Commonwealth Bank dropped 3.45 per cent as it traded without the right to a dividend. Also going ex-dividend were IAG -2.03 per cent, Computershare -2.38 per cent and Mineral Resources -4.64 per cent.
Westpac indicated it will likely join rivals in returning excess capital through a share buyback. CBA, NAB and ANZ have all announced buybacks in recent weeks to pare back cash buffers constructed at the height of the pandemic against bad debts.
“Given excess capital and franking credits, the Board will consider a return of capital, with an update expected at our FY21 results,” the bank said in a quarterly update this morning.
The share price dropped 1.32 per cent as falling lending rates weighed on the banks. ANZ shed 1.08 per cent and NAB 0.97 per cent.
A dividend cut and a warning about supply-chain issues helped pull Breville down 8.97 per cent. The home appliance manufacturer will pay shareholders a final dividend of 26.5 cents per share, down from 41 cents this time last year, despite record sales of $1.2 billion. The company said supply-chain disruptions “drove a restricted inventory position at the tail end of 2H21”.
Santos dipped 0.81 per cent to its lowest level of the year despite lifting full-year underlying profit 50 per cent to US$317 million and hoicking its dividend 162 per cent to 5.5 cents per share. The company maintained sales and production guidance for this year.

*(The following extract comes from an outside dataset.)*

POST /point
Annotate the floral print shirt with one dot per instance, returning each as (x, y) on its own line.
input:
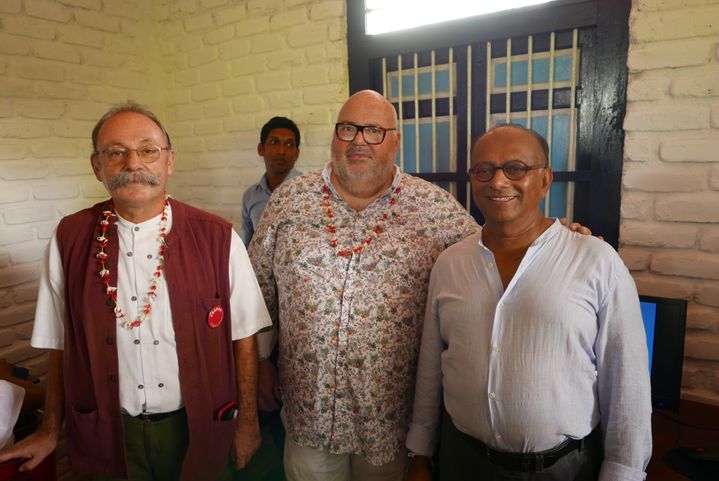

Acquisitive property manager Dexus lifted full-year net profit 17 per cent to $1.138 billion. The company expanded funds under management to $25 billion, partly through joint ventures and acquisitions. Investors will receive a distribution of 51.8 cents, 3 per cent more than last year. The share price dipped 1.59 per cent.
Shopping Centres Australasia receded 1.13 per cent from an eight-month high despite property revaluations helping lift full-year net profit 441.4 per cent to $462.9 million.
Among other companies reporting, Magellan dived 10.15 per cent, Sims 3 per cent and Sezzle 14.84 per cent. ARB Corp edged up 0.17 per cent.
The speculative end of the market has been hit even harder than the top end. The S&P/ASX Emerging Companies index skidded 2.15 per cent. The Small Ords dropped 1.1 per cent.
Gold rose for a third session as investors sought havens from the decline in risk assets. Gold climbed US$4.10 or 0.23 per cent to US$1,793.90 an ounce.
Oil marked time. Brent crude was last off a cent or 0.01 per cent at US$69.50 a barrel.
The dollar extended its fall to 0.4 per cent at 73.10 US cents.